De Croatie à Bruxelles : l’histoire improbable des handballeurs burundais
Sports

Le Soir16/11/2023

Des championnats du monde de Croatie aux centres fermés de Belgique, l’histoire improbable des handballeurs burundais

Le 10 août dernier, l’équipe de U19 de Bahrein a remporté son match de poule 10 à 0, sans une goutte de sueur. Les handballeurs burundais qui devaient leur faire face dans le cadre des championnats du monde, en Croatie, ne se sont tout simplement jamais pointés. Pendant un mois en fait, dix d’entre eux ont disparu. Avant que huit d’entre eux ne réapparaissent, début septembre, à des milliers de kilomètres de là, pour demander l’asile. En Belgique.

Depuis le centre fermé de Vottem où il est désormais détenu, un des handballeurs l’affirme : ils n’avaient pas l’intention de partir. Pas avant cet incident, en tout cas, avec un des responsables burundais qui les a fait détaler et dont il demande – comme les deux autres athlètes contactés – de ne pas publier les détails. « Tout à coup, on ne s’est pas senti en sécurité. Et puis on a vu que la Croatie nous recherchait. » Ils ont rejoint la Belgique un peu en train, beaucoup à pied. Parce que le pays est réputé démocratique, connaisseur du Burundi, parce qu’on y parle français aussi.

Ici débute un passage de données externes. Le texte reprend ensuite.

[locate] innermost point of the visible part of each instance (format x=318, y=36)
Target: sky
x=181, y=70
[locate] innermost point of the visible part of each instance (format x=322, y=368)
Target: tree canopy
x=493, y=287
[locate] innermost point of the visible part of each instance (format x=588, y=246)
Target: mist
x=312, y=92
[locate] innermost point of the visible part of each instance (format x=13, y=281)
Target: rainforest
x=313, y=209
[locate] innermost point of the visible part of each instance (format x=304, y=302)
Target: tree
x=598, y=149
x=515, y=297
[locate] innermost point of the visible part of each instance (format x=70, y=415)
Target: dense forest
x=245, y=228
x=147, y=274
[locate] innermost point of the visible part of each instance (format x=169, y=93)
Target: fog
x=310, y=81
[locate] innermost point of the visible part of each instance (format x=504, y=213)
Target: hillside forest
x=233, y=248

Devant les agents de l’Office des étrangers, c’est une autre surprise : sur les huit athlètes, six assurent être majeurs et avoir été forcés par leur fédération de se déclarer mineurs avant la compétition (ils avaient officiellement tous 17 ans). « Ils ont changé nos noms et nos dates », raconte un des trois garçons enfermé à Vottem. « Mais dès que je suis arrivé ici, j’ai dit que j’avais 22 ans, je ne veux pas mentir. »

Bizarrement, et alors que certains avaient des documents mentionnant leur identité, les autorités s’en tiennent aux avis de recherche croates et les prennent en charge comme des mineurs, tout en… demandant des tests osseux qui finiront par révéler que la plupart sont majeurs* (surprise !). Si la question est importante, c’est parce qu’en vertu du règlement Dublin, un demandeur d’asile adulte doit suivre sa procédure dans le pays d’entrée du territoire européen – en l’occurrence, la Croatie –, un mineur en est exempté.

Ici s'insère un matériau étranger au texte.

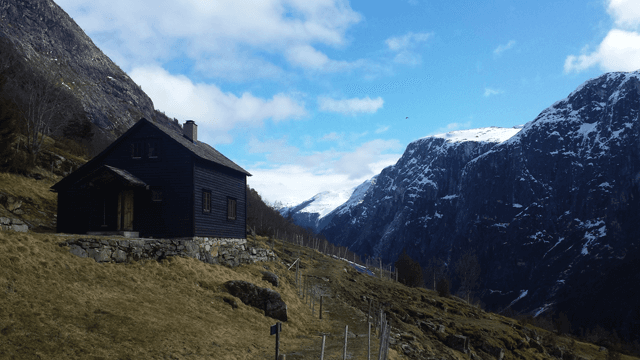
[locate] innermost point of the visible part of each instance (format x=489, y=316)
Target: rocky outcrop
x=270, y=277
x=13, y=224
x=52, y=43
x=260, y=298
x=459, y=343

A Vottem, en attendant la Croatie

Convoqués individuellement le 7 novembre pour un rendez-vous, les sept handballeurs se voient signifier le résultat du test osseux (dont un est donc contesté) et reçoivent dans la foulée un ordre de quitter le territoire, doublé d’une décision de maintien (une détention administrative). La police les escorte directement vers les centres fermés de Vottem et Zaventem, où ils sont coincés depuis, dans l’attente d’un renvoi vers la Croatie. « On a un peu l’impression qu’on nous a tendu un piège. » Si l’Office des étrangers assure qu’il s’agit d’un scénario assez classique, la manœuvre fait bondir les avocats des Burundais qui ont déposé un recours en extrême urgence pour s’opposer à leur éloignement.

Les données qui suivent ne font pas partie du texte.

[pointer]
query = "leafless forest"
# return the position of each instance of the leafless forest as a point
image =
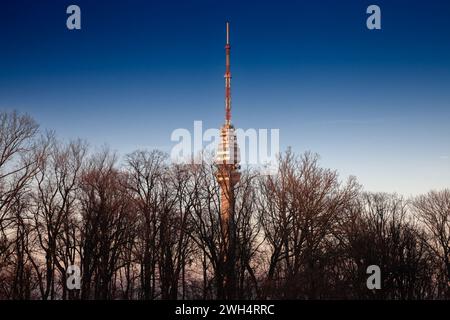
(143, 228)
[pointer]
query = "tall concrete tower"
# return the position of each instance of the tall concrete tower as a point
(228, 176)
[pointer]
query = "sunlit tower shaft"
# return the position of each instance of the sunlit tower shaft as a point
(228, 176)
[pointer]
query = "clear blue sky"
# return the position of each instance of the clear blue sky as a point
(375, 104)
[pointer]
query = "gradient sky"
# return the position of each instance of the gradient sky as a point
(374, 104)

Les conseils devraient arguer que les conditions d’accueil en Croatie leur apparaissent problématiques et s’inquiéter surtout de l’éventualité d’un renvoi vers le Burundi. Un renvoi qui n’aurait à peu près aucune chance de se produire si le dossier était traité en Belgique. Car si les autorités belges comptent refourguer les handballeurs à la Croatie, c’est pour un principe de répartition de la charge de l’accueil qui les pousse à appliquer le règlement Dublin aussi rigoureusement que possible (à plus forte raison dans un contexte de saturation du système belge). Mais il n’y a pas de discussion sur la légitimité des demandes.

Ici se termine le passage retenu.